Her tone was almost beseeching. Draconmeyer, who was listening with stony face, shivered imperceptibly.

"Thank you, yes," Hunterleys replied, frowning slightly. "I am sorry, but I am not at liberty to do what you suggest just at present. I wish you good fortune."

He turned around and walked back to the other end of the room, where Briston was standing at the bar. She looked after him for a moment as though she failed to understand his words. Then her face hardened. Draconmeyer leaned towards her.

"Shall we go?" he suggested.

She rose with alacrity. Side by side they strolled through the rooms towards the Cercle Privé.

"I am sorry," Draconmeyer said regretfully, "but I am forced to leave you now. I will take you back to your place and after that I must go to the hotel and change. I have a reception to attend. I wish you would take the rest of my winnings and see what you can do with them."

She shook her head vigorously.

"No, thank you," she declared. "I have enough."

He shrugged his shoulders.

"I have twenty-five mille here in my pocket," he continued, "besides some smaller change. I don't think it is quite fair to leave so much money about in one's room or to carry it out into the country. Keep it for me. You won't need to play with it-I can see that your luck is in-but it always gives one confidence to feel that one has a reserve stock, something to fall back upon if necessary."

He drew the notes from his pocket and held them towards her. Her eyes were fixed upon them covetously. The thought of all that money actually in her possession was wildly exhilarating.
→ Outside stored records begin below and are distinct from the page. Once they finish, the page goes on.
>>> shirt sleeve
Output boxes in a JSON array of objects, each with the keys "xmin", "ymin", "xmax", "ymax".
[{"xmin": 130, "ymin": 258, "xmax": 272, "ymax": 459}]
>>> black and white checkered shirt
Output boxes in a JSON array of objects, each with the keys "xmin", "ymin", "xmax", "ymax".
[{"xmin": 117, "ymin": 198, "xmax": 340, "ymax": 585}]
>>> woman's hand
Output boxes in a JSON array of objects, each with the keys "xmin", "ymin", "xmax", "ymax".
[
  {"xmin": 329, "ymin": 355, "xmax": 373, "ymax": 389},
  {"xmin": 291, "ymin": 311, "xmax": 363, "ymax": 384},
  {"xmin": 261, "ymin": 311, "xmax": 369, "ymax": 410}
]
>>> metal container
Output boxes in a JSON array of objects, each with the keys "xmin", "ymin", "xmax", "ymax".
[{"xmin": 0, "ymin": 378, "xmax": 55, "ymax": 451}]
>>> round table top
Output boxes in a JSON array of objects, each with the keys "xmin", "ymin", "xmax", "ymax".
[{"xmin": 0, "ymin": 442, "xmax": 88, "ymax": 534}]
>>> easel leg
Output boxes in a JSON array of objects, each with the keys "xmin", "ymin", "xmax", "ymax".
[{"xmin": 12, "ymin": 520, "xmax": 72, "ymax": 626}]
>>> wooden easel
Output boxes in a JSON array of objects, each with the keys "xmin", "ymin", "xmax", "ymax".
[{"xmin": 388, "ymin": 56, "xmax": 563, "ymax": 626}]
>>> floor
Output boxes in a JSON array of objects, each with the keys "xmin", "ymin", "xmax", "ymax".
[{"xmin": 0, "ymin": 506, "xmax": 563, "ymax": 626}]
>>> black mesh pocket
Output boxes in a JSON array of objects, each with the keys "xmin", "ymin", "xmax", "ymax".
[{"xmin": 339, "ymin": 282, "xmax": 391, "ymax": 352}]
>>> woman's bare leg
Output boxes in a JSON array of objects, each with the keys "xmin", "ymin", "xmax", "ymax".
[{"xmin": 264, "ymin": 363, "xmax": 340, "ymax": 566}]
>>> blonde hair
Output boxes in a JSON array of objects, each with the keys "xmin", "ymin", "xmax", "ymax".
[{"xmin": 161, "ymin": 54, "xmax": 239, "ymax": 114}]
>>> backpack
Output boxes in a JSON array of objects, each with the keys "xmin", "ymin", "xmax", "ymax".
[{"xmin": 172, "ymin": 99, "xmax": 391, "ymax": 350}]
"I will take care of them for you, if you like," she said. "I shall not play with them, though. I owe you quite enough already and my losing days are over."

He stuffed the notes carelessly into her bag.

"Twenty-five mille," he told her. "Remember my advice. If the luck stays with you, stake maximums. Go for the big things."

She looked at him curiously as she closed her gold bag with a snap.

"After all," she declared, with a little laugh, "I am not sure that you are not the greater gambler of the two to trust me with all this money!"